A companhia comanda duas usinas no Paraguai e outras cinco no Brasil. Elas estão localizadas em Sinop (MT), Nova Mutum (MT), Dourados (MS), Sidrolândia (MS), além da recém-ampliada unidade em Balsas (MA). Ademais, a Inpasa está focada em um novo projeto na cidade baiana de Luís Eduardo Magalhães, com inauguração prevista para o segundo semestre de 2026, além de em outra unidade em Rio Verde (GO), que deve iniciar as operações no final do próximo ano.
O levantamento feito pelo Valor Econômico destaca as melhores companhias de diferentes setores. O desempenho é calculado a partir de seis critérios, com pesos diferentes de acordo com sua relevância e que representam 70% da nota. Os outros 30% ficam à cargo das ações nas áreas ambiental, social e de governança (ESG na sigla em inglês); a análise é restrita às três companhias com as maiores notas nos seis parâmetros iniciais. A avaliação inclui apenas as empresas com receita líquida igual ou superior à mediana do setor.
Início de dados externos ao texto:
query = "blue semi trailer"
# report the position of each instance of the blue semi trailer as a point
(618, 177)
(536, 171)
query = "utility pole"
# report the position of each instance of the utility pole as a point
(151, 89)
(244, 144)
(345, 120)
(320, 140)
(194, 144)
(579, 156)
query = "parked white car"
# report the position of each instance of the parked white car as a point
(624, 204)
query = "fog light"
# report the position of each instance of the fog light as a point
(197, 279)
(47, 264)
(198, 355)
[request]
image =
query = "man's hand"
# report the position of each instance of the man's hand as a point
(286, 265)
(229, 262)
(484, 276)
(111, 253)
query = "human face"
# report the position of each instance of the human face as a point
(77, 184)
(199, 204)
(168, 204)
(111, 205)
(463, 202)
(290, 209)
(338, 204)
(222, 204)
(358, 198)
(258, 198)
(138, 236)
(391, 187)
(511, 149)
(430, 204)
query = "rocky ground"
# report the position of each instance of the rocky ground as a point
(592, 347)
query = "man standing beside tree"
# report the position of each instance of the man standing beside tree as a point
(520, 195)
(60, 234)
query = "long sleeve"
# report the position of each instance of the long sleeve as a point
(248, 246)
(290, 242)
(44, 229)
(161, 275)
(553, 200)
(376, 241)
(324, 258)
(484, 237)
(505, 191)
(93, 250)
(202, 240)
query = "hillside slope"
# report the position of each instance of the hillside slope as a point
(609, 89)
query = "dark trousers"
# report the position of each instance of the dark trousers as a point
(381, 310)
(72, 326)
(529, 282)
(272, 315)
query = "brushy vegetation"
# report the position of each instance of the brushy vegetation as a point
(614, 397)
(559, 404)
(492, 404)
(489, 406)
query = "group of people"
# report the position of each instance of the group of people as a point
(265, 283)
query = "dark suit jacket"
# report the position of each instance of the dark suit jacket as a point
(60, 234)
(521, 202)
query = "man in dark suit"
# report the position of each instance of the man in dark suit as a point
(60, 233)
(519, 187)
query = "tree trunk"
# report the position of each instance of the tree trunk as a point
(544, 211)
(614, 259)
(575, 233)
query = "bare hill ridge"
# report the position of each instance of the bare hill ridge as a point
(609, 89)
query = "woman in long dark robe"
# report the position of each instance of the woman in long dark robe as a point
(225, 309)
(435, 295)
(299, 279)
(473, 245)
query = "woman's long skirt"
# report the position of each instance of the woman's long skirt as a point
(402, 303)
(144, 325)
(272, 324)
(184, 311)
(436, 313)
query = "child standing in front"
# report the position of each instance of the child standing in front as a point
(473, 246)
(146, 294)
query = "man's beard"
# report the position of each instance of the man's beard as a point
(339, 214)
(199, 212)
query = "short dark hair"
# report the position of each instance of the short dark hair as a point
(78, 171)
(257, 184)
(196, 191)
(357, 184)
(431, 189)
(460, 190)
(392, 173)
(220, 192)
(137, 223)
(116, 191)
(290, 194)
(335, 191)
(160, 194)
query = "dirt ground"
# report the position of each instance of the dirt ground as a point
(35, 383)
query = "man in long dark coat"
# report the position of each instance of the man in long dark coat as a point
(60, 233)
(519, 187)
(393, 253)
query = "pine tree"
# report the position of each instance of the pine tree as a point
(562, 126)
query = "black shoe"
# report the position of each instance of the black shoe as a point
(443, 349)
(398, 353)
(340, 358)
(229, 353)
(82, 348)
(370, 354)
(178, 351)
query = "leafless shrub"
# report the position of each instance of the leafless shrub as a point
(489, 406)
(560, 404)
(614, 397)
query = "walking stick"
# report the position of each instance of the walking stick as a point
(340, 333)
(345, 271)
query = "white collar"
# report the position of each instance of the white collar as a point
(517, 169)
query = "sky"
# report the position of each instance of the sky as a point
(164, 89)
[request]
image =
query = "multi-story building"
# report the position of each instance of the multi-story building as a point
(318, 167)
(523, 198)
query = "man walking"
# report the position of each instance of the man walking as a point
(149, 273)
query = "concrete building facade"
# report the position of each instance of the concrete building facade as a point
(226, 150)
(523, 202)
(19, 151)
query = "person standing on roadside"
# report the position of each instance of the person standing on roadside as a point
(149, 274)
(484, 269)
Ainda que tenham cumprido este critério, duas bioenergéticas não participaram da avaliação setorial, pois publicaram seus resultados financeiros após o encerramento da avaliação.
A FGVcef detalha: “BP Bioenergy publicou o seu balanço somente em 28 de agosto. E o grupo Lincoln Junqueira, em 18 de julho deste ano. Fechamos o ranking em junho. Pelo regulamento do ranking das 1000 maiores, empresas que encerram o exercício social em data diferente do ano calendário podem figurar no ranking com dados do exercício anterior, no entanto, não são aptas à avaliação setorial”.
A avaliação completou 25 edições consecutivas e é resultado de uma parceria entre o Centro de Estudos em Finanças da Fundação Getúlio Vargas (FGV) e o Serasa Experian.
Entre as empresas de bioenergia, a primeira colocada somou 62,3 pontos, 17,8 pontos abaixo do melhor desempenho de 2023, da São Martinho. Na edição mais recente, a sucroenergética ficou em nono lugar no ranking, com 38,4 pontos, à frente somente da Atvos, que obteve 37,4 pontos.
A segunda posição, por sua vez, foi da FS, com 60,4 pontos – a companhia não figurou no ranking do levantamento anterior. Já a terceira posição foi da Delta Sucroenergia que, com 57 pontos, perdeu uma posição ano a ano.
Com isso, a média setorial foi de 46,55 pontos, inferior aos 49 pontos do levantamento referente a 2023. Dentre as dez melhores companhias de bioenergia, quatro se mantiveram no ranking entre 2023 e 2024: Inpasa, Delta, Ipiranga e São Martinho.